The output for prose is an JavaScript object, which is what I needed. You can modify it for your needs. I'll publish the changes most likely on my blog: www.shakeeb.in
The code works for both Prose and Poetry. Comment/Uncomment the codes for your needs.
- Clone the repo.
git clone https://github.com/ShakesVision/scraperForLitUrdu.git
- Change the diretory using
cd scraperForLitUrdu
- Run
npm install
- Add a file with all the links inside
./links
directory. - Run
node scraper
For now, I've not automated the links collection, will do in the future. Till then:
UPDATE: I've created few bookmarklets to atleast automate the tasks of manually opening console, pasting the code etc.
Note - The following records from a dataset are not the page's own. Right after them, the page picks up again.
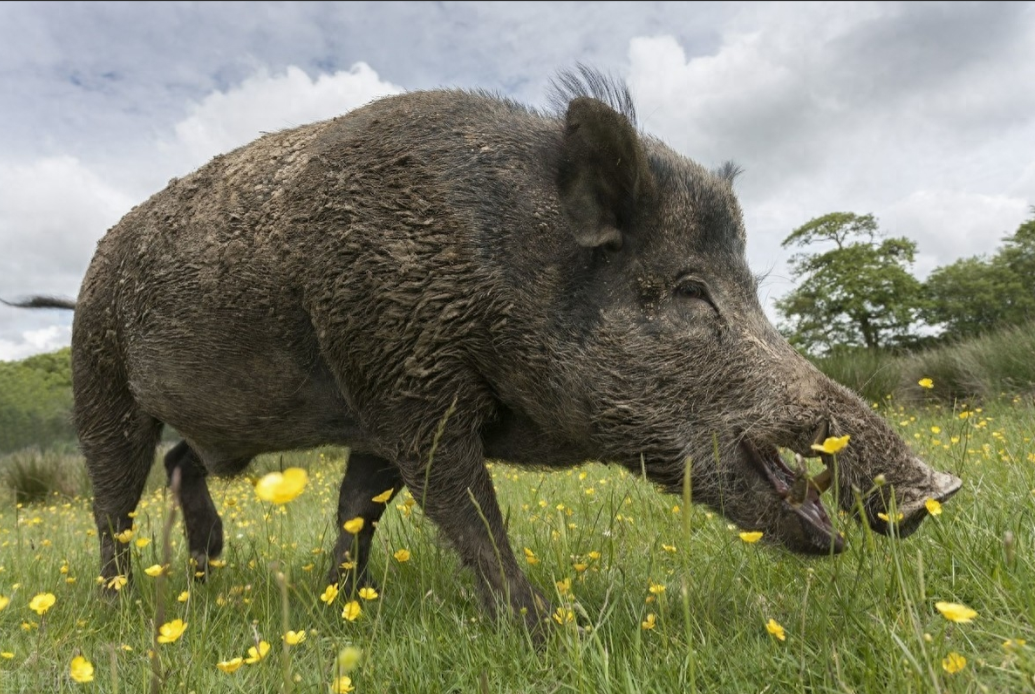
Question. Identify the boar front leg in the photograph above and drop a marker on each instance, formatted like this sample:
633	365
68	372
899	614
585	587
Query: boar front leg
202	521
365	477
457	494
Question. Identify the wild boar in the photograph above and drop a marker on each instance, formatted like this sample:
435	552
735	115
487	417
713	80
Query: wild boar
454	270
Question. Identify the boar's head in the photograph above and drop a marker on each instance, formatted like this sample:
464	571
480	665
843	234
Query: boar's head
666	356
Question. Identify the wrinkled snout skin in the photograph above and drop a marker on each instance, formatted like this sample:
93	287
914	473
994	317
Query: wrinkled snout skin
447	271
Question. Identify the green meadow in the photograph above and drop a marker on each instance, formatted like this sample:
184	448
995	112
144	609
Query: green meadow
650	595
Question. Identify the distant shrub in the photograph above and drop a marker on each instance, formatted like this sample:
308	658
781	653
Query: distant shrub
35	401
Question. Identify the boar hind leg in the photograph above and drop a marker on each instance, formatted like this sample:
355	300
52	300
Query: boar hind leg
203	525
365	477
118	442
457	494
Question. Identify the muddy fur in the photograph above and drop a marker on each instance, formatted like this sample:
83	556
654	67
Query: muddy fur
543	288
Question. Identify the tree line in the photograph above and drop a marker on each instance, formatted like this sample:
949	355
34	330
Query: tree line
858	290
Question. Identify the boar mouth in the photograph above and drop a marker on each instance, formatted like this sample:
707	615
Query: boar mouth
800	499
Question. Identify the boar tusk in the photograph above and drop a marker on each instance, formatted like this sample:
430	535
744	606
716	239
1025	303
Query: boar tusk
822	431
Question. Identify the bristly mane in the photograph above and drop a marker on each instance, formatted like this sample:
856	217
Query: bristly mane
585	81
729	171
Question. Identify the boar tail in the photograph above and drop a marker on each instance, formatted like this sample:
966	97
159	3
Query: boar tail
42	302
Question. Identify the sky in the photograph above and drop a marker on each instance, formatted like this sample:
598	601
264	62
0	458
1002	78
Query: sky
921	114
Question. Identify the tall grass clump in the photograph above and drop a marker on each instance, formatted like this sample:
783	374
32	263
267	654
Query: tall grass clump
1001	363
978	369
874	374
32	475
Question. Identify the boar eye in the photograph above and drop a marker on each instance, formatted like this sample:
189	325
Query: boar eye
689	289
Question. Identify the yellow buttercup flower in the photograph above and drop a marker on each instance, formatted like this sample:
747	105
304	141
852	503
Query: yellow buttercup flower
352	610
282	487
257	654
955	612
342	685
154	570
563	615
294	637
171	631
349	658
832	445
777	631
353	525
231	665
42	602
81	670
329	594
953	663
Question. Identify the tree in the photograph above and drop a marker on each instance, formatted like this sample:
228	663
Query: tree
976	295
860	293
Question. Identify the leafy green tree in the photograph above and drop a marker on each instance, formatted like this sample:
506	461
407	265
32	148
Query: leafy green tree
35	401
859	293
977	295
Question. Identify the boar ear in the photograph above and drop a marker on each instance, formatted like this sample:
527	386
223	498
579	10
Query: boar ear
602	175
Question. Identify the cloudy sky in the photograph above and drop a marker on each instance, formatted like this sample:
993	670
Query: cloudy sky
921	114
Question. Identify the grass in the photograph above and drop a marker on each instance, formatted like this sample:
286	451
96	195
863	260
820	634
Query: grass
861	622
979	368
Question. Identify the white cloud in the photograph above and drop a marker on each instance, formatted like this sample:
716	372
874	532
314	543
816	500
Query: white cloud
53	210
869	109
948	224
34	341
264	102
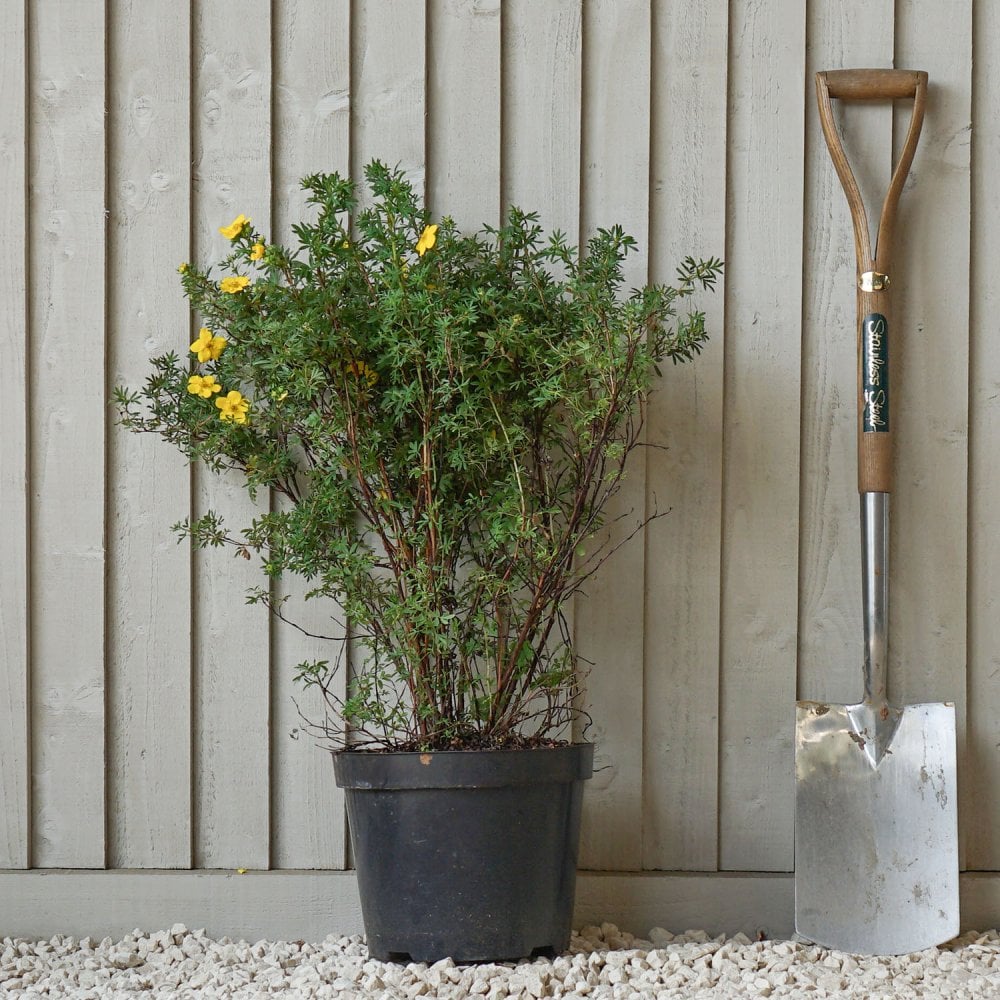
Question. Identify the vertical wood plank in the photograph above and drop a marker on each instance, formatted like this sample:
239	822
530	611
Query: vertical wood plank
311	134
852	34
929	610
463	107
761	480
541	113
388	100
981	779
67	426
149	587
609	616
684	471
14	760
232	723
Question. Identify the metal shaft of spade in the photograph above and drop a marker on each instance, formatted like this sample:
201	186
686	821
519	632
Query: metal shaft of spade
875	594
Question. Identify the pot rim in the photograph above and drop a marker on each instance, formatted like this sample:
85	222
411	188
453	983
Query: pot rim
401	769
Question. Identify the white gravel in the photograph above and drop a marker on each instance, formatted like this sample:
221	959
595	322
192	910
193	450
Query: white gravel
603	964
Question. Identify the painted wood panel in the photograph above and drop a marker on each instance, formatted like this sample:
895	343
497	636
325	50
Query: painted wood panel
980	805
311	134
684	471
14	760
542	90
930	507
761	431
463	108
232	175
149	591
609	613
388	88
67	414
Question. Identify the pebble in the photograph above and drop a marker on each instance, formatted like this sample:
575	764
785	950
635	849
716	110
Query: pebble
603	963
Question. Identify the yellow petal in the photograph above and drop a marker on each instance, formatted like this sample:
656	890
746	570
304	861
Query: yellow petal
234	284
235	227
427	239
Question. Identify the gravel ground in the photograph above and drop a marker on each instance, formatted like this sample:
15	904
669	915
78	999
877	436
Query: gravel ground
602	964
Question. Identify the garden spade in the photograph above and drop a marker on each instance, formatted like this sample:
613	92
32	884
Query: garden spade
876	844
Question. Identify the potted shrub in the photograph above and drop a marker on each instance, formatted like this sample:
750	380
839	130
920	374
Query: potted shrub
446	417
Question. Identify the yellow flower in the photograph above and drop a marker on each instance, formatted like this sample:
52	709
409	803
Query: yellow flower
207	347
203	385
232	284
235	227
233	407
361	370
427	239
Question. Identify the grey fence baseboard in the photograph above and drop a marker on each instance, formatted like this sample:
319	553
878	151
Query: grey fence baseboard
309	905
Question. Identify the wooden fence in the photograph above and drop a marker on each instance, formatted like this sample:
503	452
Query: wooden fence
147	719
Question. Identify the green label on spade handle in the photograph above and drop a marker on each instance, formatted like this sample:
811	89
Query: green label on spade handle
875	373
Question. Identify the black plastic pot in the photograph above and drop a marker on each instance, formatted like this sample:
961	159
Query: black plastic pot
466	854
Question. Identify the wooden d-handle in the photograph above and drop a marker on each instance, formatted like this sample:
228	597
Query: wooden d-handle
874	268
873	84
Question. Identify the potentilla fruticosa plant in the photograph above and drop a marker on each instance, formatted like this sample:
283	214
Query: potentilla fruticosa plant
441	420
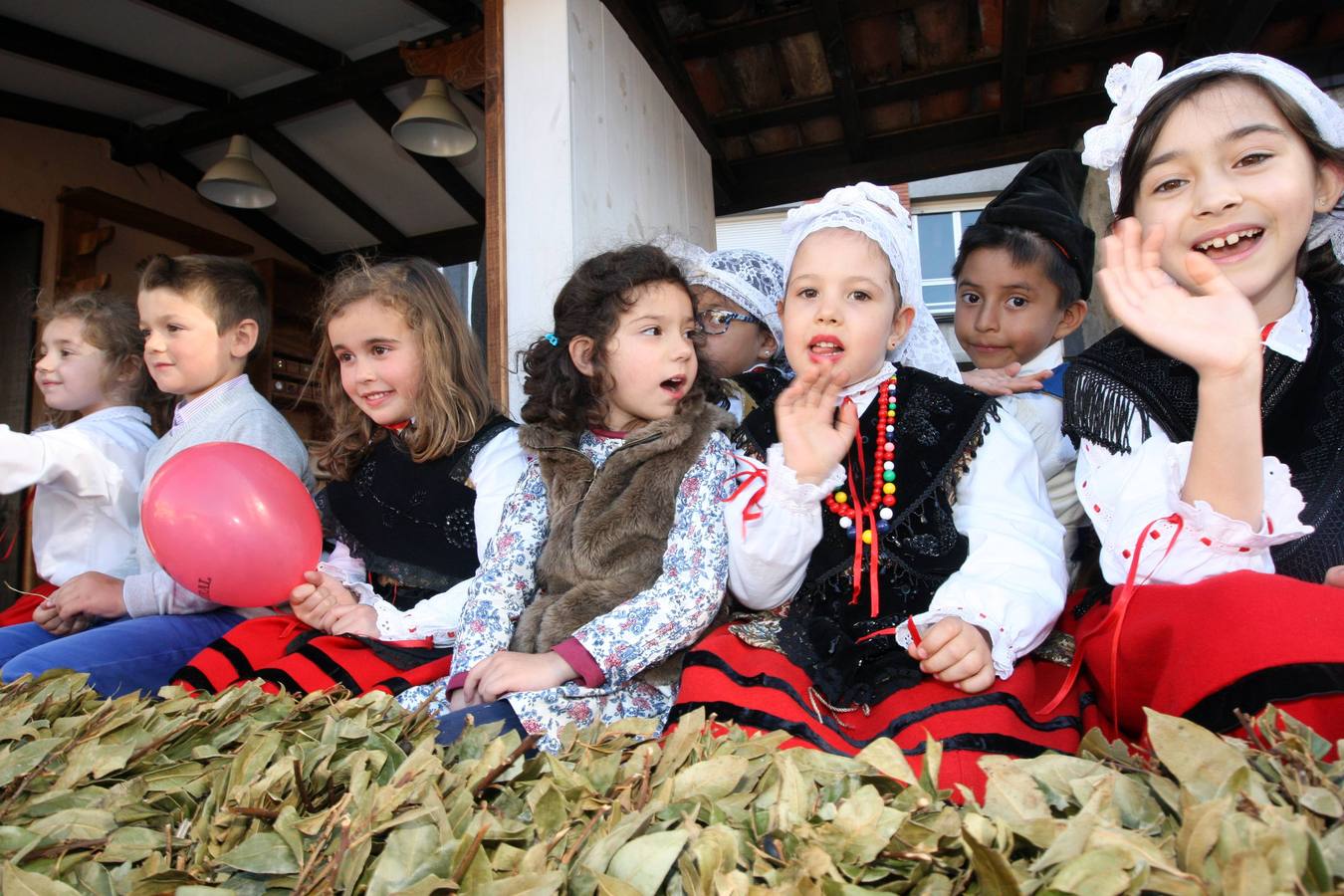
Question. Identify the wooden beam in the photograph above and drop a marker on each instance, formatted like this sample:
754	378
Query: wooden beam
257	222
122	211
254	30
496	242
644	26
384	112
66	53
836	46
288	101
53	114
289	154
1012	64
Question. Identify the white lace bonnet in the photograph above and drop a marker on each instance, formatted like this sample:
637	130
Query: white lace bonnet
1133	87
876	212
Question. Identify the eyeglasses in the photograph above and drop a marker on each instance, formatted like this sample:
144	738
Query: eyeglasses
717	320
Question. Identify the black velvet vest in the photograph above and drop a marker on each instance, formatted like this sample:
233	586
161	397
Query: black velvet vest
1301	412
940	425
411	524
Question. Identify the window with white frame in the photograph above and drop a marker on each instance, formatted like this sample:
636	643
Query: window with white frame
938	229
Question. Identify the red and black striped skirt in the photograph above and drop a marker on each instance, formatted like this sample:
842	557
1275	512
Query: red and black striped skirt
287	654
763	689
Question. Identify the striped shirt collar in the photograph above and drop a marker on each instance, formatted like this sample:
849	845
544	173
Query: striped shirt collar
200	404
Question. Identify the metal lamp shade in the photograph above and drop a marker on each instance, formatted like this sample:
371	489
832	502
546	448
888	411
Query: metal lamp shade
235	180
433	125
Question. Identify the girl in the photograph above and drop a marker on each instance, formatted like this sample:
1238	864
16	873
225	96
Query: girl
611	555
88	464
421	464
1213	439
902	547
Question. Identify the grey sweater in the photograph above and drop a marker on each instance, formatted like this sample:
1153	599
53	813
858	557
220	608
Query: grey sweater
233	411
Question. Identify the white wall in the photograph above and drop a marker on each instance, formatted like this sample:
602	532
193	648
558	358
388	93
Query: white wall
595	154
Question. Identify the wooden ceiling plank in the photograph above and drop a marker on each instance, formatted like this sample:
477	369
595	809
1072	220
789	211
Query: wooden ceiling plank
384	112
66	53
1012	65
122	211
830	27
288	101
289	154
254	30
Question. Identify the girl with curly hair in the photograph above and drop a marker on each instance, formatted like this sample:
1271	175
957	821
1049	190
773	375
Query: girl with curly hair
611	555
421	462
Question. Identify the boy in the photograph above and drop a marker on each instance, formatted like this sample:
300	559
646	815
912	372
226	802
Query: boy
1023	273
203	318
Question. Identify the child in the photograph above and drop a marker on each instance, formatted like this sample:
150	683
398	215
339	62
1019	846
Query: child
738	293
87	465
903	543
1213	445
202	318
1023	272
421	464
611	557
Just click on the bookmarklet and viola!
Use the clickable bookmarklets from here.
Putting it here just to make sure I can create a bookmarklet whenever I need using bookmarkleter.
CopyRekhtaLinks:
var all = document.querySelectorAll('div.contentListBody.contentLoadMoreSection.nwPoetListBody > div');
var arr = [];
all.forEach(div => {
var a =div.querySelector('a:nth-child(2)');
if(!(a.hasAttribute('class'))) arr.push(a.href)});
console.log(arr.join('\n'));
var myTemporaryInputElement = document.createElement("textarea");
myTemporaryInputElement.value = arr.join('\n');
document.body.appendChild(myTemporaryInputElement);
myTemporaryInputElement.select();
document.execCommand("Copy");
document.body.removeChild(myTemporaryInputElement);
alert(arr.length + ' links copied!')
CopyRekhta{}:
var heading=document.querySelector("h1").innerText,author=document.querySelector(".authorAddFavorite").innerText,text=document.querySelector(".poemPageContentBody").innerText,a=document.createElement("a");a.href=window.location.href;var link=a.pathname.replace(/\/.+\//,"").replace(/-stories$/,""),description=link.split("-").join(" ").split(" ").map(e=>e.charAt(0).toUpperCase()+e.substring(1)).join(" ")+" in Urdu Unicode text.\n"+author+' کا افسانہ "'+heading+'" اردو یونیکوڈ متن میں۔',o={title:heading+" — "+author,text:text.replaceAll('\n\n','\n'),label:"افسانے,مصنف:",description:description,link:link};
console.log(o);
var myTemporaryInputElement = document.createElement("textarea");
myTemporaryInputElement.value = JSON.stringify(o);
document.body.appendChild(myTemporaryInputElement);
myTemporaryInputElement.select();
document.execCommand("Copy");
document.body.removeChild(myTemporaryInputElement);
alert('Object copied with details!')
BloggerPaste:
document.querySelectorAll('input')[2].value = o.title;
document.querySelector('[aria-label="Title"]').value = o.title;
document.querySelector('[aria-label="Enter search description"]').value = o.description;
document.querySelector('[aria-label="Custom Permalink Input"]').value = o.link;
document.querySelector('[aria-label="Separate labels by commas"]').value = o.label;
document.querySelector('body.editable').innerText = o.text;
Only use these if you need to change something and it's not included in the bookmarklets above.
- Open the page with list of all URLs.
- Open JavaScript console on the page (Shortcut: F12)
- Paste this little script and hit enter:
var all = document.querySelectorAll('div.contentListBody.contentLoadMoreSection.nwPoetListBody > div');
var arr = [];
all.forEach(div => {
var a =div.querySelector('a:nth-child(2)');
if(!(a.hasAttribute('class'))) arr.push(a.href)});
console.log(arr.join('\n'));
document.body.innerText = arr.join('\n');
If links are less in number, select and copy them directly. But for large number of links, continue.
- Right-click on the array object and select
Store as global variable
. It will add the log to a variabletemp1
- Run
copy(temp1)
. All links will be copied to your clipboard. Paste it in a file under./links
folder.
I'm experimenting all this, so expect the code to change often.